The study is the first large-scale, nationwide comparison of organic and conventional milk, testing 384 samples of organic and conventional milk in 14 dairy plants in seven regions. When it comes to omega-6 to omega-3 ratios, low numbers are the most beneficial. Organic milk’s average omega-6 to omega-3 fatty acid ratio of 2.3 was less than half that of conventional milk’s 5.8 ratio.
"The team was surprised by the magnitude of the difference in the nutritional quality of organic and conventional whole milk," says Charles Benbrook, the leader of the research effort.
"In fact, the 2.5-fold improvement in the fatty acid balance in organic dairy products is likely the most significant nutritional benefit associated with any major category of organic food," Benbrook says.
While that could be true, it might not be all that meaningful, says Greg Miller, executive vice president of research, regulatory and scientific affairs at the National Dairy Council.

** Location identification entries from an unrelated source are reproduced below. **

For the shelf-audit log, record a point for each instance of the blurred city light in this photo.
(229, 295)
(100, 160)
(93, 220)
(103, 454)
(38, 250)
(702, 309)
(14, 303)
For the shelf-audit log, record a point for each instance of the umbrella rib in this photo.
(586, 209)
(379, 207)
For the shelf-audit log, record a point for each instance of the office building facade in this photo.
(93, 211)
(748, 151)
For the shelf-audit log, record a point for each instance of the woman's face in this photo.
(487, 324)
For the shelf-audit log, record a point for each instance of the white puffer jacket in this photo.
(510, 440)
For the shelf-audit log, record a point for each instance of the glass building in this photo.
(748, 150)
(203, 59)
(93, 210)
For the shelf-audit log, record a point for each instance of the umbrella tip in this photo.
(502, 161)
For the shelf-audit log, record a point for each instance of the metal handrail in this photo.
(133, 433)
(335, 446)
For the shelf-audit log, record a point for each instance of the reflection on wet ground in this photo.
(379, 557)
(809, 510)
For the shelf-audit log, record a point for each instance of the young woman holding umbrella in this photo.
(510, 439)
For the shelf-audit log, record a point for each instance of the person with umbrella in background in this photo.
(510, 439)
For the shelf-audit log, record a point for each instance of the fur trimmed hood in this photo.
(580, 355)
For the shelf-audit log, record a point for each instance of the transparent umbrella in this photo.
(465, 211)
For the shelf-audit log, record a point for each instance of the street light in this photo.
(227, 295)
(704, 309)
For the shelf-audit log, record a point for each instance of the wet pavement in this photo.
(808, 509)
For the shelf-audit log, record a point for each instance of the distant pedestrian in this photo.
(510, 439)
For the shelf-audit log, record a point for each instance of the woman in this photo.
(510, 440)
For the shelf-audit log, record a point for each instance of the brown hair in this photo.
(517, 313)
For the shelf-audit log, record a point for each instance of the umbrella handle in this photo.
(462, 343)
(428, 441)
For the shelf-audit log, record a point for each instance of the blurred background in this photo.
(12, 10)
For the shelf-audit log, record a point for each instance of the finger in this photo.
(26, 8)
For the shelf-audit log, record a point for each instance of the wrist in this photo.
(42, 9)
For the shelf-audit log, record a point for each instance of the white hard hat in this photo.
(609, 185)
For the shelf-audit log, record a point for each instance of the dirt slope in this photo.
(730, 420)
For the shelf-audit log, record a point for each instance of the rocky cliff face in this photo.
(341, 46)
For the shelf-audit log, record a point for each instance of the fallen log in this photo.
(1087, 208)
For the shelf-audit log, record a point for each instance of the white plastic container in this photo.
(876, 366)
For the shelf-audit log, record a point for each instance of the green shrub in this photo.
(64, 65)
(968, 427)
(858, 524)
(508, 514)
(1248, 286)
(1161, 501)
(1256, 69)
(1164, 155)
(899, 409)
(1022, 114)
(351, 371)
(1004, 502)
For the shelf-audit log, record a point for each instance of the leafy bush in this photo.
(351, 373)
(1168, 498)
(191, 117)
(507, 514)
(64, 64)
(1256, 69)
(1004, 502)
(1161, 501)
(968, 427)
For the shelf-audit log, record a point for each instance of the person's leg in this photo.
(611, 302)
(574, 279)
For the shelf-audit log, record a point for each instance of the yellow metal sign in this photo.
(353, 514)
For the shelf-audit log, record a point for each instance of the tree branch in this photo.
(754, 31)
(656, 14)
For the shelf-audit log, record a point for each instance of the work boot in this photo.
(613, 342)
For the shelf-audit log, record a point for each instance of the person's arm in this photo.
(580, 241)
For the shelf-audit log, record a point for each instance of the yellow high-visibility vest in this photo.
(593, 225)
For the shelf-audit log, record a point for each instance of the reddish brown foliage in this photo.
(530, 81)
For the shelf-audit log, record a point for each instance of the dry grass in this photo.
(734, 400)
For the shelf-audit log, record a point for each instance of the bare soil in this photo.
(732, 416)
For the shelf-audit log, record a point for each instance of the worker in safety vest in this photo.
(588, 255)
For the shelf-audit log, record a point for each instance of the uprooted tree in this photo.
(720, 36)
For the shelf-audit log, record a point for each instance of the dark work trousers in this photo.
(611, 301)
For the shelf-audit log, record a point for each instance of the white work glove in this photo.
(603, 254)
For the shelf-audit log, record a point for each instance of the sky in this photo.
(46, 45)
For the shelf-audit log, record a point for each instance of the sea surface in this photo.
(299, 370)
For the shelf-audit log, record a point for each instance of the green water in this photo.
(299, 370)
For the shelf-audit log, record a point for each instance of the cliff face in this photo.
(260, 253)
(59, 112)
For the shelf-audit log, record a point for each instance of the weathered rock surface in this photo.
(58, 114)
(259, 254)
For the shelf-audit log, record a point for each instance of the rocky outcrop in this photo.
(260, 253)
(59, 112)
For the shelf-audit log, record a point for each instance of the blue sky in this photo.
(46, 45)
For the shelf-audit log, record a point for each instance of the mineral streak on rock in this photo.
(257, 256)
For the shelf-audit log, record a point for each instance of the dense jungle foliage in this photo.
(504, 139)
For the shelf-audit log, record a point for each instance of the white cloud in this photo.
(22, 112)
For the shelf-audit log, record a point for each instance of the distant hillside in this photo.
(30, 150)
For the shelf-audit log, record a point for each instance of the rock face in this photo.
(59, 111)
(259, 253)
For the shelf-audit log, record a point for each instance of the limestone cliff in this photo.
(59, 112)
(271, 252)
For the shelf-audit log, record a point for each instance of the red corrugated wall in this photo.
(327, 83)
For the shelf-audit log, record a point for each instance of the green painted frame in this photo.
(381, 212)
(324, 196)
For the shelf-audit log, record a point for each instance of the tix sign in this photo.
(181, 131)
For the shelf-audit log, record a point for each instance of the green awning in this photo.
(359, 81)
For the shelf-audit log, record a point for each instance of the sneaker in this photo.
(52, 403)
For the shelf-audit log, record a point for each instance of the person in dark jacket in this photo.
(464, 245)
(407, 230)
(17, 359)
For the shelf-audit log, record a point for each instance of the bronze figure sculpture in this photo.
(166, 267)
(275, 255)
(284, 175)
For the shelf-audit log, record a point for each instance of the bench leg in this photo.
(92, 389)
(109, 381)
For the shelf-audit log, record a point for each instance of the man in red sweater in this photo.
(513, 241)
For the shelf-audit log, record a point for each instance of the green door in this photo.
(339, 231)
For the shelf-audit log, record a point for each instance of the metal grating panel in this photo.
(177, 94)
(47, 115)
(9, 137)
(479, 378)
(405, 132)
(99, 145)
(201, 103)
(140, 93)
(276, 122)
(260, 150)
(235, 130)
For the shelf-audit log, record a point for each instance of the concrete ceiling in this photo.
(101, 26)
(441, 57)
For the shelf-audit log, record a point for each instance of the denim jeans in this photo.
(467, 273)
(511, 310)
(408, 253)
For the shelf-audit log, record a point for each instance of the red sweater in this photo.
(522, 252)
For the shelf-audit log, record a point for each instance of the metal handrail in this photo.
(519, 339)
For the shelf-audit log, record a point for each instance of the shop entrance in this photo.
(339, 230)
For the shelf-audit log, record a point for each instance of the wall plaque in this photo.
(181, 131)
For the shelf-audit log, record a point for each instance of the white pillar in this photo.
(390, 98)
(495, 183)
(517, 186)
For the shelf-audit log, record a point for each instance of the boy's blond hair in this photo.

"It is important to note that dairy products are not considered a good source of omega-6 or omega-3 fatty acids in the total diet," Miller says. "The levels of omega-6 and omega-3 fatty acids in dairy products are in general very low or extremely low, regardless if they are conventional or organic products.
"As such, the differences in omega-6 and omega-3 fatty acids in conventional versus organic dairy presented by the authors would not impact the overall dietary ratio of these fatty acids," he says.
"Milk provides a small proportion of the omega-6 and omega-3 fatty acids we need each day, but the reality is people enjoy organic and regular milk because they deliver a powerhouse of other nutrients in an appealing, safe and readily available way," Miller says.